Я представляла, как если бы видела своими глазами.
"Я ответила: "Хорошо, поедем сегодня". На моем месте ты бы
умерла со смеху, если бы видела, как я выходила из "Олимпии"
после концерта. Робер (мой шофер) ждет меня с машиной. Я качаю
головой и сажусь в драндулет Мустаки: стиральная машина на
колесах. Говорю ему: "А с места она тронется?" - на всякий случаи
делаю знак Роберу, чтобы он ехал за нами. А вдруг и песни его
такие же, как тачка!
Не можешь себе представить, как я радовалась при мысли, что,
встретив нас, Феликс поймет, что я еще не ухожу в монастырь по
нем плакать и что мне не приходится долго искать, чтобы найти
замену.
Сказать тебе, чем меня купил Мустаки? Откровенно признался,
что поджидал разрыва с Мартэном. Каждый вечер забегал в "Олимпию"
узнать, как идут мои любовные дела. Правда, трогательно, а,
Момона?"
Когда речь шла о мужчинах, простодушие и доверчивость Эдит лишали меня дара речи.
Спустя четыре дня согласно установившемуся протоколу, Эдит представила на бульваре Ланн нового "хозяина" - Жоржа Мустаки. Он получил большой джентльменский набор: костюмы, часы и все прочее. Для него, первого патрона после Эдди Константина, не было ничего слишком дорогого. Зажигалка была не золотая, а платиновая - пустячок стоимостью в четыреста тысяч франков. На третий день Мустаки, богема, потерял ее. На следующий день Эдит купила ему такую же другую.
Эдит уверена, что в лице Жоржа нашла достойного партнера. Он весел, любит, чтобы вечер длился до утра. В еде не привередлив. Готов дружить со всеми. Он привык жить как бог на душу положит, и беспорядочность Эдит ему не мешает. Он никому не читает проповедей: для него благое дело - это жить день за днем, час за часом так, как хочется. И уж, конечно, не ему сдерживать Эдит и говорить ей: "Ложись в постель... Спи... Хватит пить... Не трави себя лекарствами, ни чтобы спать, ни чтобы работать..."
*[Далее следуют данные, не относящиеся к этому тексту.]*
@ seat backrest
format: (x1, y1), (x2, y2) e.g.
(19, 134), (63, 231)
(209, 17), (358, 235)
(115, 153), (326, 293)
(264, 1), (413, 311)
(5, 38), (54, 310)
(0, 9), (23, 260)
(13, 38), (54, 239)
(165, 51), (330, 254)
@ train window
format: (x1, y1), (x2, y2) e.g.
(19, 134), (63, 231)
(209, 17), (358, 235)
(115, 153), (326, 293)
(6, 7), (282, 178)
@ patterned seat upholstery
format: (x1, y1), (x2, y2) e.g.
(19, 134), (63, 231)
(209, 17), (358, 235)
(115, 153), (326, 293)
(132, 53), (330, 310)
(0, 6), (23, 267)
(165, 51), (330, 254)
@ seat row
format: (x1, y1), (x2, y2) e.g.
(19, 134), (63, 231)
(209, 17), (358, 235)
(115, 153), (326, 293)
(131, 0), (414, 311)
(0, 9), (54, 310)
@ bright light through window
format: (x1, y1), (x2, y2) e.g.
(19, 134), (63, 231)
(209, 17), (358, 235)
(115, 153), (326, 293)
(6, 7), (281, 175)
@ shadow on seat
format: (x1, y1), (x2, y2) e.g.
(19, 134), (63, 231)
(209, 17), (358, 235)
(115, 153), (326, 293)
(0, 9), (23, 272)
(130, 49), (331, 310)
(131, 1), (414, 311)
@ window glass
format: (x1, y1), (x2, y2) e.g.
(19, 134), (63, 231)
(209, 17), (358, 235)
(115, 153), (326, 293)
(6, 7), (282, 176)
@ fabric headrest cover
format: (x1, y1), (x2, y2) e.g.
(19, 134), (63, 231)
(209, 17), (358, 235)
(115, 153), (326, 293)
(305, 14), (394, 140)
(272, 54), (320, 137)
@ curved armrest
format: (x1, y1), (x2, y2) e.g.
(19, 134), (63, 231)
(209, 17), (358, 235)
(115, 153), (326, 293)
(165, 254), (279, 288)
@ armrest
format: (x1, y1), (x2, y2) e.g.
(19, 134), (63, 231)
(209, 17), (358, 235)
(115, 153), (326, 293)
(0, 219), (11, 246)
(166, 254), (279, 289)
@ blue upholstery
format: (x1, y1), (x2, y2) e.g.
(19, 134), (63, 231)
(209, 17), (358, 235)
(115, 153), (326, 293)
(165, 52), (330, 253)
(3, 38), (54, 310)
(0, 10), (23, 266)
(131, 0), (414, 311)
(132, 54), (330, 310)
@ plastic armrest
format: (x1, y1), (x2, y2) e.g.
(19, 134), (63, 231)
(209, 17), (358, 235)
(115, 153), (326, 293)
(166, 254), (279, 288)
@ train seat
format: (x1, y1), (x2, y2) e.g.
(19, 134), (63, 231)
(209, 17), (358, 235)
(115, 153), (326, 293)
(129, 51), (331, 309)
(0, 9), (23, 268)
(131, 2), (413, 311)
С ним Эдит в который раз начинает новую жизнь. А новую жизнь что беречь? Зачем над ней трястись, как над старой, изношенной? Жги ее с двух концов!
Для нее Жорж пишет одну из своих лучших песен "Милорд".
А ну, сюда, Милорд!
Садитесь за мой стол!
На улице так холодно,
А здесь уютно.
Дайте мне поухаживать за вами, Милорд.
Устраивайтесь поудобнее,
Перекладывайте ваше горе на мое сердце,
А ваши ноги кладите на стул.
Я вас знаю, Милорд,
А вы меня никогда не видели,
Я портовая девка,
Уличная тень.
Так идите сюда, Милорд...
Жорж берет ее не только талантом. С ним к Эдит возвращается вкус к скандалам. У него не всегда хватает выдержки. На гастролях Эдит нередко приходится накладывать грим, как штукатурку: ночные следы - не обязательно следы любви! Но ничего, ей это всегда нравилось. Когда она мне звонит, у нее счастливый голос: "Мы сегодня ночью с Жоржем сцепились! Чего только не наговорили... Я его обожаю!"
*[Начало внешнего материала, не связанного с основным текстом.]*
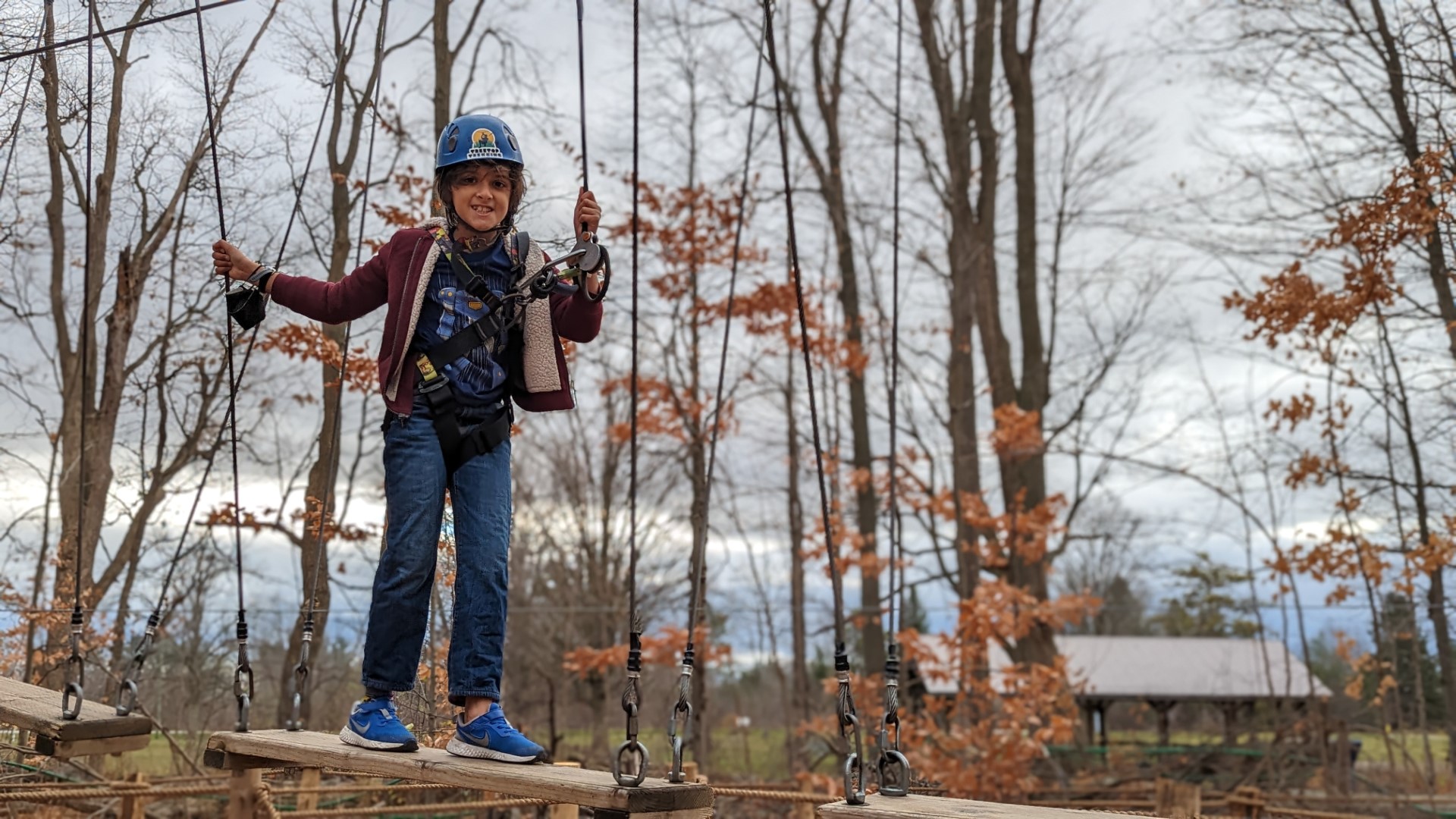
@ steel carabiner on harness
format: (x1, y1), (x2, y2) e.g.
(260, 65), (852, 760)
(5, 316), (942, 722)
(61, 606), (86, 720)
(611, 631), (648, 789)
(284, 623), (313, 732)
(877, 642), (910, 795)
(233, 610), (253, 733)
(117, 609), (166, 717)
(667, 645), (693, 784)
(834, 642), (864, 805)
Для Эдит это никогда не было плохим признаком. То, что она спускала с мужика три шкуры, означало лишь, что она крепко держится за него; а если он выходил из себя и всыпал ей по первое число, также значило, что она ему дорога. Доказательство от противного - самое верное!
Она делает Жоржа своим гитаристом и решает взять его в Нью-Йорк. Ее девятая поездка в Америку должна начаться 18 сентября 1959 года. Лулу устроил ей контракт на четыре сезона в "Уолдорф Асторию". Она проведет там только один. На этом она простится с Соединенными Штатами и никогда туда больше не вернется.
Чтобы сменить обстановку после возвращения из турне и отдохнуть немного, Эдит сняла загородный дом в Конде-сюр-Вегр, в департаменте Сена-и-Уаза. "Понимаешь, Момона, перед отъездом в Нью-Йорк я должна немножко запастись кислородом. Это всем будет полезно".
Полезней было бы, если бы она отказалась от дыни в портвейне и клубники в вине, ее последних кулинарных рецептов, которые следовало бы, скорее, назвать портвейном с дыней и вином с клубникой...
После смерти Марселя Эдит много внимания уделяла его троим сыновьям. Любимцем ее был Марсель, вероятно, потому, что он был похож на отца и хотел стать боксером. Она пригласила его провести месяц в деревне, куда переехал весь табор. Сама Эдит, которая не умела сидеть на одном месте, все время торчала в Париже.